Valuing a reduction in the risk of chronic kidney disease
A large scale multi-country stated preference approach
Compromised kidney function is associated with an array of environmental contaminants
and chemicals, including heavy metals, certain organic solvents, and polycyclic aromatic
hydrocarbons (PAHs), as well as food and waterborne pathogens. Many of these hazards
are subject to regulation, or may be considered for regulation, in order to reduce
exposures and prevent human health risks. However, valuation estimates for kidney
effects that can be used in cost-benefit analyses are few, particularly willingness-to-pay
estimates. In particular, there appears to be no willingness-to-pay (WTP) estimate
available for reduced risk of chronic kidney disease and therefore no estimate for
the Value of a Statistical Case (VSC) of chronic kidney disease.

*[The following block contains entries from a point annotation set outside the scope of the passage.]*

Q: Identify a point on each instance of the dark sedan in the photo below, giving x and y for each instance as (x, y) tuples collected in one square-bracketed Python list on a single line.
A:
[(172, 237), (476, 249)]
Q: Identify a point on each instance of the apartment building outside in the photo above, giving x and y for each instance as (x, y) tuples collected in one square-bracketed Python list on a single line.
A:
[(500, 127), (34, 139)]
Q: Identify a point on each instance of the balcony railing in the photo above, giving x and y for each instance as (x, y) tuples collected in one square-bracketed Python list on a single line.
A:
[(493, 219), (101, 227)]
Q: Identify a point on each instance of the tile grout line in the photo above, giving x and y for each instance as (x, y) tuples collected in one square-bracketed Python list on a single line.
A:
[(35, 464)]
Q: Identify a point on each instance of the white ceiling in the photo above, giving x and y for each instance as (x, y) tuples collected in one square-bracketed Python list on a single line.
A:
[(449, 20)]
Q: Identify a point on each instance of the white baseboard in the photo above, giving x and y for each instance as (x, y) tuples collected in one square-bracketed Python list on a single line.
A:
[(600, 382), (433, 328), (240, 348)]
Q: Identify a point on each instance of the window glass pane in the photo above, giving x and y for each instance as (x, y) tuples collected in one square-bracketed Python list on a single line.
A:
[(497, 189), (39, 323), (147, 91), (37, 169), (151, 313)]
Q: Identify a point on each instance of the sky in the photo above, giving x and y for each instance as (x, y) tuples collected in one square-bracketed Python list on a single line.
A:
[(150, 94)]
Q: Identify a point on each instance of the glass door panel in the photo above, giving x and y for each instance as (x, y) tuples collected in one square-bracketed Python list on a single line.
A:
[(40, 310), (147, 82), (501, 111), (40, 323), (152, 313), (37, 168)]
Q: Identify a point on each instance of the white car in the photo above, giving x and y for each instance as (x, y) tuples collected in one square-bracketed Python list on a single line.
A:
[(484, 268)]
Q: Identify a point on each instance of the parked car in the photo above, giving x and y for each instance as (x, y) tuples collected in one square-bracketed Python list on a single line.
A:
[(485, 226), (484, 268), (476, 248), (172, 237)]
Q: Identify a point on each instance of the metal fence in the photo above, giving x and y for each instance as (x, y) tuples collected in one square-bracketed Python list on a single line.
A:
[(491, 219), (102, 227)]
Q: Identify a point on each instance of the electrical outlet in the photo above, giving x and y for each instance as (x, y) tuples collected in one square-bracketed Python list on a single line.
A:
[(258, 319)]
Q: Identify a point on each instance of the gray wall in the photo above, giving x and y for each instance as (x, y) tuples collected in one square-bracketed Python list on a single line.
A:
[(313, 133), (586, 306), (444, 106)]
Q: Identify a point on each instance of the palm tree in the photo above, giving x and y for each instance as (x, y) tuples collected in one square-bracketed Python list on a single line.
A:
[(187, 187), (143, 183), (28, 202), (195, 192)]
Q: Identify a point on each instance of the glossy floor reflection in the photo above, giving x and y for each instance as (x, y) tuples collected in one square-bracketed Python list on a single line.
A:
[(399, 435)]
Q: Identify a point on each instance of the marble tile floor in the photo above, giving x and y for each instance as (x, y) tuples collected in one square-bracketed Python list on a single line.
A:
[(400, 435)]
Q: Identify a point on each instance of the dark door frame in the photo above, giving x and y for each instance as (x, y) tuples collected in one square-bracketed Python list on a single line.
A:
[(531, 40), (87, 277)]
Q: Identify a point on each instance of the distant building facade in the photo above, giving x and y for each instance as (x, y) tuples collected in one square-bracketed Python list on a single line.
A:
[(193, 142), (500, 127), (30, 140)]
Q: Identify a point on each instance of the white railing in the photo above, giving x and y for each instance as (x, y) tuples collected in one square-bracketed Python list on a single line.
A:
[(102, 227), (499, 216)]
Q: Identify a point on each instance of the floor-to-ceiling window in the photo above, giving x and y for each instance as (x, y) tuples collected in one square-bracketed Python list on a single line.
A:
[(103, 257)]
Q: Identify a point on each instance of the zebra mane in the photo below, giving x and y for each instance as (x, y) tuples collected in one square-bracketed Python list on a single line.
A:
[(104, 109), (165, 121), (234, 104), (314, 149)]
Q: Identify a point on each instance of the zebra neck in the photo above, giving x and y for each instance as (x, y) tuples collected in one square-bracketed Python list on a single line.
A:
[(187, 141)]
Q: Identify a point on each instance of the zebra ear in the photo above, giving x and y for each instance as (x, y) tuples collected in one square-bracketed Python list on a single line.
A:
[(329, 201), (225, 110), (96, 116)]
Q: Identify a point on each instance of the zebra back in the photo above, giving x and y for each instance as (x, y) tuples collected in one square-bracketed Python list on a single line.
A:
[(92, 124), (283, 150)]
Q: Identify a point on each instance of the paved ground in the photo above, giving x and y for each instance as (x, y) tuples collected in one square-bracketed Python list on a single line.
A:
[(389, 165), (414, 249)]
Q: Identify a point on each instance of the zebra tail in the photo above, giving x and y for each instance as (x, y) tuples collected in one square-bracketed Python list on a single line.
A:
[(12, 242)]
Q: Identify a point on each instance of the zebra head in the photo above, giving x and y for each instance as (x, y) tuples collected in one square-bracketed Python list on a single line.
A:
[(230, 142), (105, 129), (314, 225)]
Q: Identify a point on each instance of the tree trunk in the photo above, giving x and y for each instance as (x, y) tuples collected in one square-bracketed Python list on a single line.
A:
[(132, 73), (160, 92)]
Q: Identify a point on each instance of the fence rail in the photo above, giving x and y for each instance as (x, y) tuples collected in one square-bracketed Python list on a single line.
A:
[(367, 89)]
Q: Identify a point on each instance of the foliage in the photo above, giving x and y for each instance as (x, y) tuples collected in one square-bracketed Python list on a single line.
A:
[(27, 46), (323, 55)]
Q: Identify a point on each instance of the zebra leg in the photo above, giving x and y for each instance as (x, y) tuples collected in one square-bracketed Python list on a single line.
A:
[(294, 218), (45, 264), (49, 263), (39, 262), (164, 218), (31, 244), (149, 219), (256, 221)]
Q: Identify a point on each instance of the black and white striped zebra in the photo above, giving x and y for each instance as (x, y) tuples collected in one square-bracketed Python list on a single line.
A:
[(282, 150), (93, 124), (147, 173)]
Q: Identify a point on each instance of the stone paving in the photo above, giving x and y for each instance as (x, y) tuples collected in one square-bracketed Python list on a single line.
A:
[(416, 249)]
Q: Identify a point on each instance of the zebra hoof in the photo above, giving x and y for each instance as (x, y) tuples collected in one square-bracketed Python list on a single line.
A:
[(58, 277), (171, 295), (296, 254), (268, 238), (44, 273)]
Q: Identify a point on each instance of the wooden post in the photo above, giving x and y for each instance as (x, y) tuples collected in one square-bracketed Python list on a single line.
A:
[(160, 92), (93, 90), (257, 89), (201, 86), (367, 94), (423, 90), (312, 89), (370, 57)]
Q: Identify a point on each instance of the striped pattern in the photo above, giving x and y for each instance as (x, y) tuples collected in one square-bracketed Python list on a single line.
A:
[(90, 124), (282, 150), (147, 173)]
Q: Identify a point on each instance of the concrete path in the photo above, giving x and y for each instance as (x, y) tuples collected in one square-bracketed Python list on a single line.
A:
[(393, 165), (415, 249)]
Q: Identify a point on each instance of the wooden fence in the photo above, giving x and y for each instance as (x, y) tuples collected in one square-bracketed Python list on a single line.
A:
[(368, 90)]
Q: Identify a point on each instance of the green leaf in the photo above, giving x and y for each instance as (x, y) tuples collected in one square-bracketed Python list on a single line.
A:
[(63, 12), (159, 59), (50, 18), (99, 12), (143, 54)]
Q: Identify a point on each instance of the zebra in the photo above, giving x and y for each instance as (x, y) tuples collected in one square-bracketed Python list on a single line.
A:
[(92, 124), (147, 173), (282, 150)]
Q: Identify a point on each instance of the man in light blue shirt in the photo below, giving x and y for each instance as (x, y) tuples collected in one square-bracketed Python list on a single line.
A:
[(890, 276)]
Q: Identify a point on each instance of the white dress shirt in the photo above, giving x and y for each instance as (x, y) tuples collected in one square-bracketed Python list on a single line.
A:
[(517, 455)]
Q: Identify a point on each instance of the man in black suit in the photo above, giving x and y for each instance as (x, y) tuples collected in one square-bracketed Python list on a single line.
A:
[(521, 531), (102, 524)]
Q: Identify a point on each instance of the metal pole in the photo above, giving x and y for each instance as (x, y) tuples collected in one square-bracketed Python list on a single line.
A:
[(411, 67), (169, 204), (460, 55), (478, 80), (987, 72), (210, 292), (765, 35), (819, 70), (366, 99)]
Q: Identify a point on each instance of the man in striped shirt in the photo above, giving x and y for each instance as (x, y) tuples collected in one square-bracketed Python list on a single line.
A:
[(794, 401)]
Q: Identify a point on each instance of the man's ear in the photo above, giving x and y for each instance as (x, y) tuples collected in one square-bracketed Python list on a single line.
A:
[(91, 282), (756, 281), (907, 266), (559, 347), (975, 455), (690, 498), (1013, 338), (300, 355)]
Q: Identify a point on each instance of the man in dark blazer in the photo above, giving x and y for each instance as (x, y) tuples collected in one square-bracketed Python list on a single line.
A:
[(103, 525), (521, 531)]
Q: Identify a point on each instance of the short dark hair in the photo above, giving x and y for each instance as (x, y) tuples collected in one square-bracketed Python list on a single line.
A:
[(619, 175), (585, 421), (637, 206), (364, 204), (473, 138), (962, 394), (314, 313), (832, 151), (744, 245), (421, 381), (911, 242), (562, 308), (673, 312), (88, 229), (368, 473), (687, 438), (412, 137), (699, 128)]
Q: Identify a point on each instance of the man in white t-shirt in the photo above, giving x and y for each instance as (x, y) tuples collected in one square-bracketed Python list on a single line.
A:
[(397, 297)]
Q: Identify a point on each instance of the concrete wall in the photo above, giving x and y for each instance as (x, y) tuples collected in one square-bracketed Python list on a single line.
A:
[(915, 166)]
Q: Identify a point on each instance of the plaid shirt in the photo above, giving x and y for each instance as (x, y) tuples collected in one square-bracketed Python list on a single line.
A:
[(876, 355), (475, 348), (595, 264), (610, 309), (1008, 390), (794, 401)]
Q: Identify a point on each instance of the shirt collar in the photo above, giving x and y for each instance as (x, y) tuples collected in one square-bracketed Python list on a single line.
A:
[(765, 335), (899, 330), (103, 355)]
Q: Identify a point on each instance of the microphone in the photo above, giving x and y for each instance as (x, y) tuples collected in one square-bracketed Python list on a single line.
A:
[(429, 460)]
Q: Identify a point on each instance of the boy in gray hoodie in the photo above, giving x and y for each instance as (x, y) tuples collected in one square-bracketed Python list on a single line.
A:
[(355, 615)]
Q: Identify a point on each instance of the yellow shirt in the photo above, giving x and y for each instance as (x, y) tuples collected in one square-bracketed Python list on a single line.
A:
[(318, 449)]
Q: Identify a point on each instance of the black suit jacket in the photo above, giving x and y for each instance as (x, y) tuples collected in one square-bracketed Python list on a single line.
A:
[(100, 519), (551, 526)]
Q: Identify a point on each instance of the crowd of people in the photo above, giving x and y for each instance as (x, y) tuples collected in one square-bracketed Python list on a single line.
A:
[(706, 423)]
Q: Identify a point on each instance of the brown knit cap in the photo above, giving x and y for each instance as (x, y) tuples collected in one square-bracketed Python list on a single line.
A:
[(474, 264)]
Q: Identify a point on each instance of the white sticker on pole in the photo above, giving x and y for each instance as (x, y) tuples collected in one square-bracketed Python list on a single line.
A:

This paper is part of the series of large scale willingness to pay (WTP) studies resulting
from the Surveys to elicit Willingness to pay to Avoid Chemicals related negative
Health Effects (SWACHE) project that intends to improve the basis for doing cost benefit
analyses of chemicals management options and environmental policies in general. The
paper details a stated preference survey estimating WTP to reduce the risk of symptomatic
chronic kidney disease, termed serious kidney disease in the survey instrument, filling
an important gap in the valuation literature and addressing a need for applied benefits
analysis for chemicals regulation. The SWACHE serious kidney impairment survey was
fielded in 10 countries: Canada, Chile, China, Denmark, Germany, Italy, Norway, Türkiye,
the United Kingdom and the United States.